试题题干
Reading Comprehension: In the passage, there are five questions with four choices marked A, B, C and D. Choose the best answer and then blacken the corresponding letter on your Answer Sheet.
What will people use the Internet for? Shopping and banking will be big growth areas. Henley predicts that, from under 1% of all purchases today, it will account for 6.4% of purchases within four years, amounting to 42 billion. Sales have already started with dry goods such as books and CDs and, as people learn to trust it, will move on to regular purchases such as food. Iceland, the supermarket chain, began computer shopping trials two weeks ago and has already signed up at least 15,000 customers, ranging from busy executives to the housebound. When it links up with digital television, Iceland expects to double that immediately.
Yet internet-linked televisions and phones may be only the start. One potential breakthrough is Bluetooth named after a 10th century Danish king famed for his rotten front tooth and uniting warring factions in Denmark and Norway.

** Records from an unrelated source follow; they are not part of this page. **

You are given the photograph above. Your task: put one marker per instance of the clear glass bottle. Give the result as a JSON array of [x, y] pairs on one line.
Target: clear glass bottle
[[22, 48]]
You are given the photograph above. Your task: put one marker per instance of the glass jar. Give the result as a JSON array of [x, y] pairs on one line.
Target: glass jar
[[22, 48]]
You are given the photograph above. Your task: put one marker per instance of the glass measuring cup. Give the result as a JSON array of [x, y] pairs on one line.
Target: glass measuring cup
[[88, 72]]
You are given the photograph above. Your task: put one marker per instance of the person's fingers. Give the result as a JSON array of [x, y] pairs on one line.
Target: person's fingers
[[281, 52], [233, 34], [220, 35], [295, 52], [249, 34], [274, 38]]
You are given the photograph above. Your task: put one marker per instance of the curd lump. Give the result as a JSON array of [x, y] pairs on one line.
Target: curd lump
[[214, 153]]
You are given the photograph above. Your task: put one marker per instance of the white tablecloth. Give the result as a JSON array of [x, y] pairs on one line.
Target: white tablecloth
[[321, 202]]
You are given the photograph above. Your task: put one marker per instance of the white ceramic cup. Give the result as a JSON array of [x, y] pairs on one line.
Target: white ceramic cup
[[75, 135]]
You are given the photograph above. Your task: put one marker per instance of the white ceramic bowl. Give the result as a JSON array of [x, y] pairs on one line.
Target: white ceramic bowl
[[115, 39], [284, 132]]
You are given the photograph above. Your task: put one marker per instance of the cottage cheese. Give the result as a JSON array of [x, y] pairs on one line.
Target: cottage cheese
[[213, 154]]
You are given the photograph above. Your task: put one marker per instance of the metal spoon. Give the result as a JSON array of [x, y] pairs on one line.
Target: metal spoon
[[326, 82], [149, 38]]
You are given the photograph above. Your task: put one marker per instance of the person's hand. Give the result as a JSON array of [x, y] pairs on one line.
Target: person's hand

The modern Bluetooth allows an unlikely array of machines to talk to each other, so that a phone tucked away in a briefcase can remember to send out a signal that turns on a video machine 50 miles away, switches on the heating or starts the cooker. Cars, offices and kitchens will all speak to each other. In Finland, the idea of phones communicating with computerized tills so that you press a button and pay for your supermarket goods or drink from a vending machine is being tested.Said one enthusiast:“Your phone will be your remote control for life.”
As with all revolutions, there are reservations. Health concerns about mobile phones are unresolved, with microwave radiation linked to increased tiredness and headaches in one recent study in Sweden.
Some argue that more sophisticated entertainment at home will deepen antisocial “cocooning” trends, that internet grocery deliveries will kill off the last comer shops, and that a “couch potato” generation of children will grow even more over-fat.
The most significant impact, however, will be in the way we work. Adrian Hosford, director of millennial projects at BT, predicts it will encourage more people to work at home. “People have talked about telecommuting for years, but at last it makes economic sense. Many offices will turn into touchdown centers, where people will only occasionally call in. This is already the case for one in five at BT,” he said.